Supracardiac Atherosclerosis in Embolic Stroke of Undetermined Source

The Underestimated Source

George Ntaios; Max Wintermark; Patrik Michel


Eur Heart J. 2021;42(18):1789-1796. 

In This Article

Carotid Plaques and High-risk Imaging Features

The term non-stenotic carotid plaque has been frequently used in the literature to describe patients with carotid plaques with mild stenosis,[7–11] although it is apparently a misnomer as some degree of stenosis was indeed present.

There is firm evidence showing that the higher the degree of carotid stenosis, the higher the thromboembolic risk is.[12,13] The TOAST classification, which is the most widely used aetiological classification of stroke, used an arbitrary threshold of 50% atherosclerotic stenosis to assign an aetiological role to a plaque in patients with ischaemic stroke, whereas patients with lower degree of stenosis were categorized as of undetermined cause.[1] Still, some patients with carotid plaques will have an ischaemic stroke due to their atherosclerotic lesion. In this context, the proportion of large artery atherosclerotic strokes seems to be underestimated.[14] Subsequent aetiological classifications of stroke tried to address this limitation.[15,16] In particular, in the ASCOD phenotyping of ischaemic stroke, the presence of an ipsilateral atherosclerotic stenosis <50% in an intra- or extracranial artery with an endoluminal thrombus supplying the ischaemic field is considered as potentially causal, whereas in the Causative Classification System, large artery atherosclerosis is considered as an evident cause when there is <50% diameter reduction with plaque ulceration or thrombosis in the clinically relevant extracranial or intracranial arteries.[14,15]

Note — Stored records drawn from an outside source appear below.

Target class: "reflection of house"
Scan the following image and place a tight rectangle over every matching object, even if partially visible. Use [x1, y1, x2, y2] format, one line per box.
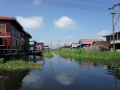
[29, 40, 37, 51]
[71, 43, 80, 49]
[0, 16, 32, 50]
[60, 44, 71, 50]
[36, 42, 44, 50]
[43, 45, 49, 50]
[29, 55, 36, 62]
[103, 31, 120, 49]
[90, 41, 110, 51]
[79, 39, 103, 48]
[64, 44, 71, 48]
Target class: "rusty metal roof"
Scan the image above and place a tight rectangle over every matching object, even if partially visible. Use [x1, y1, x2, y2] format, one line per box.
[64, 44, 71, 46]
[80, 39, 103, 44]
[0, 16, 32, 38]
[93, 41, 110, 47]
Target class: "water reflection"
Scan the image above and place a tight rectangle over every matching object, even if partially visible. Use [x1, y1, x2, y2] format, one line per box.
[55, 73, 74, 85]
[0, 70, 29, 90]
[0, 54, 120, 90]
[22, 73, 44, 89]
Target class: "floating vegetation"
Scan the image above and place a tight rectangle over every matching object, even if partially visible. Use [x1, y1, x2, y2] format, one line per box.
[43, 50, 53, 58]
[54, 49, 120, 65]
[0, 59, 42, 71]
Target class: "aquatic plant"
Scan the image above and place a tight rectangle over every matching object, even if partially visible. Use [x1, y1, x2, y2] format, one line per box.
[54, 49, 120, 60]
[0, 60, 42, 71]
[43, 50, 53, 58]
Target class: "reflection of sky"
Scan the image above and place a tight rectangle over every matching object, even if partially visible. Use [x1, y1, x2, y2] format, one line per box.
[55, 73, 73, 85]
[23, 73, 44, 88]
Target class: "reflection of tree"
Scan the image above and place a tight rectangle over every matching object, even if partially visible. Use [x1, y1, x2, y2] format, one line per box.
[107, 64, 120, 80]
[3, 70, 29, 90]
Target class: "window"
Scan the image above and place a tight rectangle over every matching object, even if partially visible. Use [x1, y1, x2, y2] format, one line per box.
[0, 24, 6, 33]
[0, 38, 2, 45]
[12, 26, 14, 34]
[0, 24, 2, 28]
[16, 29, 18, 36]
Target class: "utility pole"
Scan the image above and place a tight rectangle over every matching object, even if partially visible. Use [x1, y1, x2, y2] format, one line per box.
[59, 40, 60, 49]
[112, 8, 115, 51]
[109, 3, 120, 51]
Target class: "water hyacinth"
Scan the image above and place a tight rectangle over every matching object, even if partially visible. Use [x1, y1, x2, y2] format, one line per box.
[0, 60, 42, 71]
[54, 49, 120, 65]
[43, 50, 53, 58]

In addition, the availability of sophisticated imaging methods over the recent years allows the characterization of plaque vulnerability and its potential for higher embolic risk. This might be of high importance in patients with ESUS as it could imply causality. Intraplaque haemorrhage, lipid-rich necrotic core, plaque neovascularization, plaque thickness, plaque volume, and surface morphology including thin cap and ulcerations could be used towards this direction (Take-home figure).[17–21] Such features can be assessed by different non-invasive methods including magnetic resonance imaging (MRI), computed tomography (CT), and Doppler/Duplex imaging. With the latter method, detection of clinically silent emboli in patients with atherosclerotic carotid stenosis seems to be a reliable marker for stroke risk.[22] Magnetic resonance (MR)-based imaging characteristics of intracranial plaque vulnerability are now also emerging.[23]

Take home figure.

Prevalence of supracardiac atherosclerosis in patients with embolic stroke of undetermined source and imaging modalities for its assessment. The prevalence of non-stenosing supracardiac atherosclerosis is based on previous reports for intracranial,24 extracranial carotid25 and vertebrobasilar,26 and aortic arch atherosclerosis.27 The left image depicts the arterial bed supplying the brain. The right image depicts computed tomography angiography (A) and MRI T1 fat sat (B) images showing a soft atherosclerotic plaque with speckles of calcifications in the right internal carotid artery, likely haemorrhagic (bright T1 signal on MRI). This plaque causes ~40% of stenosis according to the NASCET criteria. Because of its volume and its haemorrhagic component, this plaque is likely at higher risk of causing an ischaemic stroke despite the moderate degree of stenosis. (C) In vivo computed tomography angiography image of the internal carotid artery using an automated classification computer algorithm-derived overlay, which shows a plaque with a large haemorrhage (red) that corresponds to a VIb lesion according to the American Heart Association classification. (D) The matching ex vivo section from the histologic examination. (C and D) Republished from Saba et al. 18 with permission.